A vinda de Sua Santidade, o Papa Francisco, a Portugal, mais especificamente a Fátima, foi, certamente o acontecimento que terá envolvido mais recursos quer materiais, quer humanos, terá consumido mais tempo e mais canseiras de milhares e milhares de pessoas. (Digo eu!)

Todavia, não poderemos afirmar que tenha sido totalmente consensual, dado que Portugal, ainda que, tradicionalmente, de maioria católica, religiosamente falando, não o é na totalidade.

E quem não segue essa orientação religiosa, não se identifica de todo, em princípio, com a situação.

E mesmo há quem, sendo católico, não se revê no objeto da visita de Sua Santidade, o Papa Francisco!

(E sobre o assunto, tenho dito.

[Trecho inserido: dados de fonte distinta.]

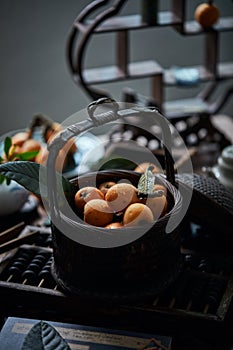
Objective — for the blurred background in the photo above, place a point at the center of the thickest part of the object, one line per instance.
(34, 72)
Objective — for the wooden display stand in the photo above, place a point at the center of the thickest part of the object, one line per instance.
(109, 21)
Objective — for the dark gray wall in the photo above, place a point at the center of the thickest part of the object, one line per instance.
(34, 76)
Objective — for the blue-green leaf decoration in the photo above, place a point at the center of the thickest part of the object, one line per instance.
(146, 182)
(43, 336)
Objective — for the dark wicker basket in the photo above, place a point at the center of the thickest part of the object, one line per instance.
(138, 269)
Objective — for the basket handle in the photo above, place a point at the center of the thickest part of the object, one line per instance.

Por agora!)

 

O segundo acontecimento teve o seu espaço fundamental de ação e clímax ali para os lados da Segunda Circular, em Lisboa. O desfecho e epílogo no Marquês, coração, aonde convergiu o sangue de toda a nação benfiquista da Grande Lisboa, mas ter-se-á alargado a todo o País e comunidades onde haja adeptos do clube da Águia.

Falo de Futebol!

Não podemos esquecer, contudo, que para os benfiquistas festejarem e ficarem contentes, ficarão tristes… sportinguistas, portistas, pelo menos estes, de maior relevância numérica e de maior impacto em termos de aspiração a conquistas de campeonatos. Mas também não poderei esquecer os bracarenses, os vimaranenses, os pacenses, os flavienses, os setubalenses… eu sei lá…

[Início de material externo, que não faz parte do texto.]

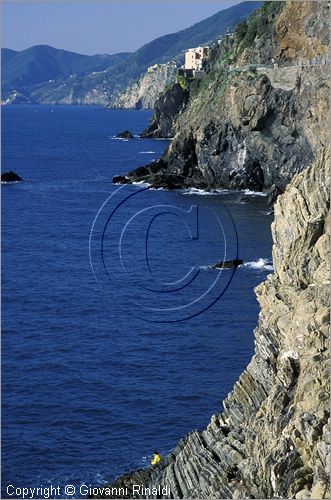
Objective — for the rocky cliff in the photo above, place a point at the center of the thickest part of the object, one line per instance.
(272, 439)
(248, 124)
(143, 93)
(260, 127)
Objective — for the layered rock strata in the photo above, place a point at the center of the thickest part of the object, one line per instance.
(272, 439)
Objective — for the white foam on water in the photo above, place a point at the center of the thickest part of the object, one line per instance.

Pela minha parte fiquei muito contente. Felicito o Benfica, a sua equipa e todos os que trabalharam para alcançar este êxito.

E, já agora….

E porque não, o penta?!

 

A terceira ocorrência, acontecida a partir das vinte horas, foi o Festival… da Eurovisão.

Aqui trata-se de Música, não apenas de fado, mas tem sido um Fado, triste, que Portugal, que concorre desde 1964, há mais de meio século, com algumas ausências pelo meio, nunca havia ganho nem obtivera classificações significativas.

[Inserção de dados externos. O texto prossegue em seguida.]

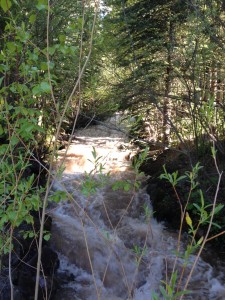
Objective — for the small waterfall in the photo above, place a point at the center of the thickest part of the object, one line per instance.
(107, 249)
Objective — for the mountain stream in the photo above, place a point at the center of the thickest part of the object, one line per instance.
(106, 247)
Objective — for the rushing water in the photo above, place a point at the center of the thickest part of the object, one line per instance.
(101, 237)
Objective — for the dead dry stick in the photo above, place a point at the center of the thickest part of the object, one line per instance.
(48, 185)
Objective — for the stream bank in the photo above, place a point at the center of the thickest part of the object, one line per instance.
(109, 244)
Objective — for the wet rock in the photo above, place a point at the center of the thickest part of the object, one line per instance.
(27, 274)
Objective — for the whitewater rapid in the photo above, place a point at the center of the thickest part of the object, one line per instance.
(108, 248)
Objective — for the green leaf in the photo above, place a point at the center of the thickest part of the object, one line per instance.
(45, 87)
(1, 130)
(47, 236)
(32, 19)
(42, 4)
(62, 38)
(5, 5)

E se Portugal concorreu com canções merecedoras e com verdadeiro impacto! Mas nunca haviam despertado os favores eurovisivos.

E logo esta canção!

Não que ela não seja merecedora. Que o é, total e completamente! Só que, à partida, não seria festivaleira.

Não seria, mas foi! E ganhou o Festival!

Atrevo-me a afirmar que, neste ano de 2017, como acontecia nos anos sessenta e setenta, maioritariamente, Portugal esteve colado ao ecrã televisivo, durante a transmissão. Quanto mais não fosse durante a atribuição pontual. Nunca acontecera tal! Que Portugal estivesse sempre colocado no primeiro lugar, a receber tanta pontuação máxima, a ter a simpatia e preferência tanto dos vários júris nacionais, como do público, como da imprensa.

 

(Lembro que, nestas coisas da Eurovisão, não é a primeira vez que ganha uma balada, posso classificar assim a canção “Amar pelos Dois”?

Recordo Gigliola Cinquetti - “Non Ho L’età”, pela Itália, em 1964; Johnny Logan, pela Irlanda, em 1980, com “What’s another year?”...) (Curiosa a data de nascimento deste cantor.)

 

(Mas isso já vai há tanto tempo, dir-me-á. Isso é quase do tempo da “Maria Carqueja”! Pois, é verdade, mas é do tempo em que eu via os festivais da eurovisão.)

 

Neste ano uma hipotética vitória começou a delinear-se logo cedo, nas redes sociais, que atualmente são um bom barómetro das opiniões, mas ao longo de diversos anos criaram-se tantas expectativas… relativamente a várias canções e intérpretes, que depois saíram completamente defraudadas… que seria mais um em que tal aconteceria.

Mas não foi.

 

A canção “Amar pelos dois” saiu vencedora. Com inteiro mérito.

 

Parabéns ao cantor, Salvador Sobral e à compositora, Luísa Sobral.

 

(Mas será que no meio disto tudo terá havido algum milagre?!)

 

E o dueto final foi magnífico!

 

(Interessante como este Salvador lembra o outro “salvador”, no célebre jogo de Portugal com a França, em que Portugal também venceu o Europeu de futebol.)